I was wondering if someone could help me with a streaming download issue I am having?
Currently I have a large GZipped XML file stored in a s3 bucket that I need to download, decompress, and parse daily using ruby. Because of the size of the file I opted to download the large file in chunks and perform the necessary parsing on each of the chunks like so:
module S3Stream
def self.call(credentials)
Enumerator.new do |yielder|
connection = Fog::Storage.new(credentials)
bucket = connection.directories.new(key: 'bucket_name')

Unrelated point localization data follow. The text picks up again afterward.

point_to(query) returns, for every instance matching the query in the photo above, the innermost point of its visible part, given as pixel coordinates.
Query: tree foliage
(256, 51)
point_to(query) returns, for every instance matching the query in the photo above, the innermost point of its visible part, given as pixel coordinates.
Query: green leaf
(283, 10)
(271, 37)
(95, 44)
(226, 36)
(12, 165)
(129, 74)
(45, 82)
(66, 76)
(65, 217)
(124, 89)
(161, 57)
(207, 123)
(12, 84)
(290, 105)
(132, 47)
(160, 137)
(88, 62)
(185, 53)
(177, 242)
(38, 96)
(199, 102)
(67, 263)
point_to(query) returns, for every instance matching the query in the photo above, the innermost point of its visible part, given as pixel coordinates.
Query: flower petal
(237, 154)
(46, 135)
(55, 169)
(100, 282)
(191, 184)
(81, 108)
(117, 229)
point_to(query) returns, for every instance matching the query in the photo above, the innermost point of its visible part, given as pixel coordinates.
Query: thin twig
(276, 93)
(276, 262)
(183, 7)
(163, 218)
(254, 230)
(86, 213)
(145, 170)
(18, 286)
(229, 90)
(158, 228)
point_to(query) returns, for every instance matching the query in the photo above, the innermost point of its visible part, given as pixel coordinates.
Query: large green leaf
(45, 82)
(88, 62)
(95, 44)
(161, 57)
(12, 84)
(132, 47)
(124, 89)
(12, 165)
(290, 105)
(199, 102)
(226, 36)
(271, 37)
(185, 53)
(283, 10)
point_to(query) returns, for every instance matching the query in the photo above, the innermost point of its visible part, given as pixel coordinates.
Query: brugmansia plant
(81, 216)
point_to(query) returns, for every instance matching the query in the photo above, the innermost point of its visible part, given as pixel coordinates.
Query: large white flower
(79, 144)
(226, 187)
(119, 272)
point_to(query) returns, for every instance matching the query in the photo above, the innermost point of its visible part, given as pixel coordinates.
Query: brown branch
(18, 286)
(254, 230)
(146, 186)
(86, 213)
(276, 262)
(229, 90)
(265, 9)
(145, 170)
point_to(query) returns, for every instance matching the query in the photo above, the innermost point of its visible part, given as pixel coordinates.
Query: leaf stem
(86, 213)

bucket.files.get('file_name.tar.gz') do |chunk, remaining_bytes, total_bytes|
yielder << chunk
end
end
end
end
Returning the Enumerator object allows me to process each part of the chunk later in the script (i.e. Unzip and parse the XML contained within)
This all needs to run on a schedule, so I have a detached Heroku dyno running the ruby script for me (my Rails site is deployed to Heroku as well). It runs fine locally, but after about an hour on Heroku (sometimes less depending on the size of the dyno) the script fails with this error message:
Errno::ECONNRESET: Connection reset by peer
My issue is that when this fails in the middle of my stream, I am not sure how to retry the download starting at chunk where the connection got reset.
Fog's stream downloading documentation is sparse, and switching to the AWS SDK for Ruby seems to give even less information to the block (i.e. no remaining or total bytes parameters).
Any ideas? Thanks in advance!
UPDATE 1
My most recent attempt, involved keeping track of the byte location of the last chunk worked with (i.e. total_bytes - remaining_bytes
) before the connection got reset. Fog allows you to set a custom header in the options parameter of the get
method:
bucket.files.get('file_name.tar.gz', header: {'Range' => "bytes=#{@last_byte}-"}) do |chunk, remaining_bytes, total_bytes|
yielder << chunk
end
So when the stream got reset I would just try and pick off from where I left off in a new stream by using the HTTP Range header.
However, Fog seemed to ignore this header and after some digging I found that it is not an accepted HTTP header attribute in the fog-aws
gem:
Next, I will attempt to perform these same steps but with the aws-sdk
gem, which looks like it supports the HTTP Range header